The Inherited Machine

Work in Progress

I’m currently writing a book that moves beyond my previous work in design and technology into something more personal and more systemic.

The Inherited Machine is an attempt to understand the world not as a collection of events, but as a system already in motion when we arrive.

We inherit more than culture or opportunity. We inherit an economic architecture. A set of incentives. A logic that rewards some behaviors, punishes others, and quietly shapes what we believe is possible. For most of my life, I moved through this system without fully seeing it—only sensing its pressure.

This book traces that experience across several decades of acceleration.

It begins in the 1990s, in a moment of techno-optimism—when the internet, gaming, and counterculture promised new forms of freedom. It follows the collapse of that optimism through the early 2000s and the financial crisis, as platform capitalism and social media began to absorb and neutralize the very cultures that once challenged the system.

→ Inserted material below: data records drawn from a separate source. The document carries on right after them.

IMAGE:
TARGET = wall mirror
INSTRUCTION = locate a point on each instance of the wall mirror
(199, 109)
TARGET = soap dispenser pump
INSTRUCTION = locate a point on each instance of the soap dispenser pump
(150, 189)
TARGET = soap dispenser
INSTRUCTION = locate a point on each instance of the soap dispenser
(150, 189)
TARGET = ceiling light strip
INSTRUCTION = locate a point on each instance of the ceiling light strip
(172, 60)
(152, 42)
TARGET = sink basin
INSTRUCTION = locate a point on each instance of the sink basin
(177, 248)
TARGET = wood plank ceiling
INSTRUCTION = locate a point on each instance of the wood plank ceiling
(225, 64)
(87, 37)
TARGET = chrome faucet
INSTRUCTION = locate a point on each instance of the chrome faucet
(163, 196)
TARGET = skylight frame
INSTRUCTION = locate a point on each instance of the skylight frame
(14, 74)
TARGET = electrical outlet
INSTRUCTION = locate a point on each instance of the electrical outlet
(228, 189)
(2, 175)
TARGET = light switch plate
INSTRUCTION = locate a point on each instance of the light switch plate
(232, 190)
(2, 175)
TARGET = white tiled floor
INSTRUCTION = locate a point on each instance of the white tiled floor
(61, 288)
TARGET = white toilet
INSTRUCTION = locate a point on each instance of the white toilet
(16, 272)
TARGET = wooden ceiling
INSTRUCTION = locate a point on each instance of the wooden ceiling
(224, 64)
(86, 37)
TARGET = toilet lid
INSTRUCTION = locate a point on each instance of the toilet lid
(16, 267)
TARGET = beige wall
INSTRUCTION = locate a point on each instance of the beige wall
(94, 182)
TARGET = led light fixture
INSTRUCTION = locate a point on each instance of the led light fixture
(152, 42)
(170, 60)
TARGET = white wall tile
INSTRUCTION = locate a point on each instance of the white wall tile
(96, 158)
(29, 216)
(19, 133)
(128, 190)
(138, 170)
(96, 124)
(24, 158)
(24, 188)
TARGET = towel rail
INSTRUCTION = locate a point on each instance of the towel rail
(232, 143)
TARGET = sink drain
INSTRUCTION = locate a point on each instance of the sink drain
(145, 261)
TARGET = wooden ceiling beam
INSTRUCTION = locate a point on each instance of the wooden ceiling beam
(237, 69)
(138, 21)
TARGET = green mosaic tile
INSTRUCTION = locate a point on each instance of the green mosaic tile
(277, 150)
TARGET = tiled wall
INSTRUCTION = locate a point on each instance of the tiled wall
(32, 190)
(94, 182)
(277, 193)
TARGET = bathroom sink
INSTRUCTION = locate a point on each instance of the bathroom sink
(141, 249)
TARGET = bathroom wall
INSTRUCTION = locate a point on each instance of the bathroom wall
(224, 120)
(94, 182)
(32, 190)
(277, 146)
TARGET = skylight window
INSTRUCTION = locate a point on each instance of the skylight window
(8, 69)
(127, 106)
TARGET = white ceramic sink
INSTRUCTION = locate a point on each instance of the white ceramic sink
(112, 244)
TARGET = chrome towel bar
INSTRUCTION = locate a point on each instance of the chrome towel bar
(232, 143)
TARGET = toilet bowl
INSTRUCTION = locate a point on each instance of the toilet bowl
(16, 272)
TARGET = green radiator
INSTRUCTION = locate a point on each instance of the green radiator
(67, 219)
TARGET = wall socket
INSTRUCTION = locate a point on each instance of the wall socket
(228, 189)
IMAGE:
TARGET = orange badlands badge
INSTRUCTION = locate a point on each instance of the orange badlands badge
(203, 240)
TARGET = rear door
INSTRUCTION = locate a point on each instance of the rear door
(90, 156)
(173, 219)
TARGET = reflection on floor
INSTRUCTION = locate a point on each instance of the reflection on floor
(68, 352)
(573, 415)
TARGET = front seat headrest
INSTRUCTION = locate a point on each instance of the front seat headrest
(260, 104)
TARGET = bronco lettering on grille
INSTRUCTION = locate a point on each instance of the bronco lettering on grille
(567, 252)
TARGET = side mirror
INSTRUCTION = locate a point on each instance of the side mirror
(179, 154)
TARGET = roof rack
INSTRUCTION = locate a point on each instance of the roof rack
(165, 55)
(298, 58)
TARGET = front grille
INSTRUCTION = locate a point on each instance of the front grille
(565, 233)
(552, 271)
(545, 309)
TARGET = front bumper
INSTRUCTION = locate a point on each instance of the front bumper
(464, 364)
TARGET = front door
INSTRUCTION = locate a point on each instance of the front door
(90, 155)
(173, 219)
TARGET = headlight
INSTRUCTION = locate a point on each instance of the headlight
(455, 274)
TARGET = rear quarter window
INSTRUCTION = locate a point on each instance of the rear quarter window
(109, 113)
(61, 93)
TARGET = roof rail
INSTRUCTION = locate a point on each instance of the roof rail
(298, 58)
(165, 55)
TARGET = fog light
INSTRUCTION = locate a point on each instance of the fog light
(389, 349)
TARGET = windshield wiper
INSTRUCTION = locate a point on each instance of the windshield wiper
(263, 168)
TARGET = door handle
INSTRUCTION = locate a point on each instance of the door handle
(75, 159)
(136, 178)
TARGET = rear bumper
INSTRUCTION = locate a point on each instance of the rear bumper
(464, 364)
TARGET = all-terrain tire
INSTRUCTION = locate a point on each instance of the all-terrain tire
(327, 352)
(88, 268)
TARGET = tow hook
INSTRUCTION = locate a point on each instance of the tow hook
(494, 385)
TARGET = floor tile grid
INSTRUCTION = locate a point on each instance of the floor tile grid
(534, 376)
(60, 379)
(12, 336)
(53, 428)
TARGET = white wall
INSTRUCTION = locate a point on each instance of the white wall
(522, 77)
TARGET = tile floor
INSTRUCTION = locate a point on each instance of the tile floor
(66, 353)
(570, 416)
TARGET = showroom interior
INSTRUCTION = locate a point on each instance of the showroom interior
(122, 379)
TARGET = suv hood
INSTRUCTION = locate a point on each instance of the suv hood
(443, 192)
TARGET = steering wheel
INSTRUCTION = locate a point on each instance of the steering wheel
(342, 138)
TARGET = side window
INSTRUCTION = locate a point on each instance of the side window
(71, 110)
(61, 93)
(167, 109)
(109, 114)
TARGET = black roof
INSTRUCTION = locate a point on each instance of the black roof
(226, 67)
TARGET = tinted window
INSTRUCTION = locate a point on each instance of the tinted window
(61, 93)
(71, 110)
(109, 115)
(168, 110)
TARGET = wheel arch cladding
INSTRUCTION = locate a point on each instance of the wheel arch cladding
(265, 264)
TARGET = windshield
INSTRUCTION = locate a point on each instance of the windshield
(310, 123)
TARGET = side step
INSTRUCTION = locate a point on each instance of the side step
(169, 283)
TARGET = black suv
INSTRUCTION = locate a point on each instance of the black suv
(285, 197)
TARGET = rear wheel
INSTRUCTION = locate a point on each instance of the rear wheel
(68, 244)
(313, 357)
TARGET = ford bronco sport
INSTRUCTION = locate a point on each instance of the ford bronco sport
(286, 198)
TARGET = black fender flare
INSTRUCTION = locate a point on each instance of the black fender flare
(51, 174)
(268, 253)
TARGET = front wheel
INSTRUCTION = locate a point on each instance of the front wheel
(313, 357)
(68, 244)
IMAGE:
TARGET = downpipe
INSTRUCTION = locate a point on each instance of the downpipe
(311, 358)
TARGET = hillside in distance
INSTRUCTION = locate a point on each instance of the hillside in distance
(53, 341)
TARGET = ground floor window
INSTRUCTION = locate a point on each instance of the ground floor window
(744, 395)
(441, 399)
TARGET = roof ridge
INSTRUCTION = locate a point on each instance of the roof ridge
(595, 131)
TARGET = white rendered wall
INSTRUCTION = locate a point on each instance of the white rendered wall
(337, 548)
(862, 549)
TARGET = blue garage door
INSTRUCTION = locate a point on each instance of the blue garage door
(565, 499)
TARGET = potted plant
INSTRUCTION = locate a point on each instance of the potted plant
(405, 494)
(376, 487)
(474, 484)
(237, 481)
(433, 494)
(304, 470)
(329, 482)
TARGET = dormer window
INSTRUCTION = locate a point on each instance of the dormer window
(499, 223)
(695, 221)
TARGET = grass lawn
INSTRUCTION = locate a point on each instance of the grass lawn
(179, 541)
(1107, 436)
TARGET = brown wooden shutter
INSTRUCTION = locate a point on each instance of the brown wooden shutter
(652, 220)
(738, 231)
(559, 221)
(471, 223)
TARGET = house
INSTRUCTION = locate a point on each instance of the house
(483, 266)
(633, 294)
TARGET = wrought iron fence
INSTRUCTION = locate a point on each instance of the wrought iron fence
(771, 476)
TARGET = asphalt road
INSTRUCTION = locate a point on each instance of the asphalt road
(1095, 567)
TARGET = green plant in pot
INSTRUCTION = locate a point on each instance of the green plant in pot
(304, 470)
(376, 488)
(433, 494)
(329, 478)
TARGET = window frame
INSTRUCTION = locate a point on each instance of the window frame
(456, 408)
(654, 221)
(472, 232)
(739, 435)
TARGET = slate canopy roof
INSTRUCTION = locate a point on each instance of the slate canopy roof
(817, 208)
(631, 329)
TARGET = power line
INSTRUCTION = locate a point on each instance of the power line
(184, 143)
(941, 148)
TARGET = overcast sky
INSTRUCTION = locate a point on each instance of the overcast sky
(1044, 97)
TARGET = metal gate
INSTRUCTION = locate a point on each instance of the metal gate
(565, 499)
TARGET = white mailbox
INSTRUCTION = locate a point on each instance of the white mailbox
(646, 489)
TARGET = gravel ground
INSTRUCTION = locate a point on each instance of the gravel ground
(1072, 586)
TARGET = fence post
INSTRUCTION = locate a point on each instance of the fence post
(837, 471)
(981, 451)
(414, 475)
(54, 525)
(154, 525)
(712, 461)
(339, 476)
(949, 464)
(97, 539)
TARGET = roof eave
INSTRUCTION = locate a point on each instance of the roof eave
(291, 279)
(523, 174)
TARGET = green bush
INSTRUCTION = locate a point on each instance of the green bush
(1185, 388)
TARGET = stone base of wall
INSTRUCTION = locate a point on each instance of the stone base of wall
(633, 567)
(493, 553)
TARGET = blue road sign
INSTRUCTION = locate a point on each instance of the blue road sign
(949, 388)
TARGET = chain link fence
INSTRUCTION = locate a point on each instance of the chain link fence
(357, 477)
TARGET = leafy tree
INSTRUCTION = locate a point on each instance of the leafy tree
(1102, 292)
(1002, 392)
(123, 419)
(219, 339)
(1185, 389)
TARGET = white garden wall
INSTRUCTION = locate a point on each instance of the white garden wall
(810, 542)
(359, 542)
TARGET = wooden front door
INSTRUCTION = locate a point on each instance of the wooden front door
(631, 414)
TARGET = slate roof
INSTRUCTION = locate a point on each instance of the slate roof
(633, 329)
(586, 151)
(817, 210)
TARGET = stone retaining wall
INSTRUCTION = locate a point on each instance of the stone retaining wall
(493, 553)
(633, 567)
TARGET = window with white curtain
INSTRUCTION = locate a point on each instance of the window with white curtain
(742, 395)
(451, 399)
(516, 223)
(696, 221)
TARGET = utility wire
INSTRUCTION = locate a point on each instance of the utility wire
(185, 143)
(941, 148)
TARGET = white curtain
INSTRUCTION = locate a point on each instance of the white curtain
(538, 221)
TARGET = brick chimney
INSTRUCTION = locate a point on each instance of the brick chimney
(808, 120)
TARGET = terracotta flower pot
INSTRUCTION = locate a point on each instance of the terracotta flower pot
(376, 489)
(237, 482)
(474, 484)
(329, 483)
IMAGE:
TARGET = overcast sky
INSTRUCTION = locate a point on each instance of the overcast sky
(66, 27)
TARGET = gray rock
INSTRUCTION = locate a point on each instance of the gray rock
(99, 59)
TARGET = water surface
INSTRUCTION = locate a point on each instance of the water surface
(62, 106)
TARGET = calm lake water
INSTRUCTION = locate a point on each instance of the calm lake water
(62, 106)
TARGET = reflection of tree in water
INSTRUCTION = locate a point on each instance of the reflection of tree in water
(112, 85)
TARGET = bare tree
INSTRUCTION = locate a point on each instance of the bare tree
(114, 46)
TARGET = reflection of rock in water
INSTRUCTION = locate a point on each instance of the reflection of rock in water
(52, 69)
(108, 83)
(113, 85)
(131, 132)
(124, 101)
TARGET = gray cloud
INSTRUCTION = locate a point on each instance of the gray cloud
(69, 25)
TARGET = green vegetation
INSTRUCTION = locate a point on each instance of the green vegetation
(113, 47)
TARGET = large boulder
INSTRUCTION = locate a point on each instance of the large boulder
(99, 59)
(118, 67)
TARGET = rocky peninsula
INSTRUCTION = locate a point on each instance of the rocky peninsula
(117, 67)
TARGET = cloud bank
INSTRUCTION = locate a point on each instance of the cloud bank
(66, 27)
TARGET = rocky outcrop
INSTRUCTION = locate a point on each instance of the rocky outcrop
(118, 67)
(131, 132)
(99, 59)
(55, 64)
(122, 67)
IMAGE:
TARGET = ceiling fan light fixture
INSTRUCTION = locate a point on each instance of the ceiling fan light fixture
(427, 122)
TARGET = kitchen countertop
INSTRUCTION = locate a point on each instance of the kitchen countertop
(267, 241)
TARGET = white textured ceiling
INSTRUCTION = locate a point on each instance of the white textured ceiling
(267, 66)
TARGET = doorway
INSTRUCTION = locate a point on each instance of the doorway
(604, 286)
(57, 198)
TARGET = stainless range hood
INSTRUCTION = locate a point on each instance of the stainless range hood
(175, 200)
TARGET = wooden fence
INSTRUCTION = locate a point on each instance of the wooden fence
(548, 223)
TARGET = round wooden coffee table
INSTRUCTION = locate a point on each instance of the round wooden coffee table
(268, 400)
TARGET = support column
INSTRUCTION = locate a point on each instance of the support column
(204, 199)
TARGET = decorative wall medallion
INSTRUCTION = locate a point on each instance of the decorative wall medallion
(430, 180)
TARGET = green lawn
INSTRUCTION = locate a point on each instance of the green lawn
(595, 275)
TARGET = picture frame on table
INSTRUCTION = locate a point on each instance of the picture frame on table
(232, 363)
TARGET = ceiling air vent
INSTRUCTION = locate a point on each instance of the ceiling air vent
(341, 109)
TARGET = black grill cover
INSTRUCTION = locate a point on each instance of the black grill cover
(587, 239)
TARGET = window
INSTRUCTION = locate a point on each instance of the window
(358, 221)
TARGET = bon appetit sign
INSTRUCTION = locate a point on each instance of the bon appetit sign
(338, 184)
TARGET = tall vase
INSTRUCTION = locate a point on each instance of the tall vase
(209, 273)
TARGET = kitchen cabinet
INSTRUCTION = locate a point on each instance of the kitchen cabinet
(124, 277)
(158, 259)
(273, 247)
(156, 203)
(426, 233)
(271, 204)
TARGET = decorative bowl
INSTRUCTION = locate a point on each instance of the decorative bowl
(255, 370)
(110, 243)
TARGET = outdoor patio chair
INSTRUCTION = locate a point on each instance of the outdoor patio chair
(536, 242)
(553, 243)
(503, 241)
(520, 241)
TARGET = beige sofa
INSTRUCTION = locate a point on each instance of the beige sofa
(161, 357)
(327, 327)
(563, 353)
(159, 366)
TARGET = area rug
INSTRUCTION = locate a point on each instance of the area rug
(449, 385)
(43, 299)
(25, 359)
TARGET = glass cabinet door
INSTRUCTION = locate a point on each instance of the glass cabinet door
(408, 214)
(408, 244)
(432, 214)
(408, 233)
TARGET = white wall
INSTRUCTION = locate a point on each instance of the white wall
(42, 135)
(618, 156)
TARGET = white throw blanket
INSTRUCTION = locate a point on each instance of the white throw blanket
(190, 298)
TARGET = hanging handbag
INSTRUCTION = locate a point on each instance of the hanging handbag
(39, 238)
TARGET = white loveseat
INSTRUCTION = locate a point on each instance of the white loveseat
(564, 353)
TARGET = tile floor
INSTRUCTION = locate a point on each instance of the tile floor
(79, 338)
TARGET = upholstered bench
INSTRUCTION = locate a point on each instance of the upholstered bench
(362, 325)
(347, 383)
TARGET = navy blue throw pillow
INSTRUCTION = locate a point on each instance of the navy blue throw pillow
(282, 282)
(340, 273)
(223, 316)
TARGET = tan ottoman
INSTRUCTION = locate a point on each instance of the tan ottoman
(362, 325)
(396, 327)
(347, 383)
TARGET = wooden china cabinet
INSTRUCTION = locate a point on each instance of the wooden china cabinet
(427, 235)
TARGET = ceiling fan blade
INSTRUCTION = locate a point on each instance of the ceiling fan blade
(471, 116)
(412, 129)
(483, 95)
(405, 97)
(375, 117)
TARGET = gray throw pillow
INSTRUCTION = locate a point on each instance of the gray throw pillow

Along the way, I found myself in unlikely places: working in underground media, engaging with countercultural thinkers, experimenting with early ideas around automation, and later building a career inside the very technological systems that now shape global power.

These experiences were not exceptional. They were intersections—points where personal trajectory and larger economic forces collided. Each one revealed something about how the system works, and where it begins to fail.

Today, as artificial intelligence accelerates the transition toward a post-labour economy, those underlying structures are becoming visible in a new way. The question is no longer whether the system is stable, but whether it can adapt.

The Inherited Machine moves from observation to inquiry:
If the system we live in was designed, can it be redesigned?

This is not a manifesto, and not a memoir in the traditional sense. It is a philosophical and biographical exploration of how we arrived at this moment—and what it might take to build something more balanced, sustainable, and equitable in what comes next.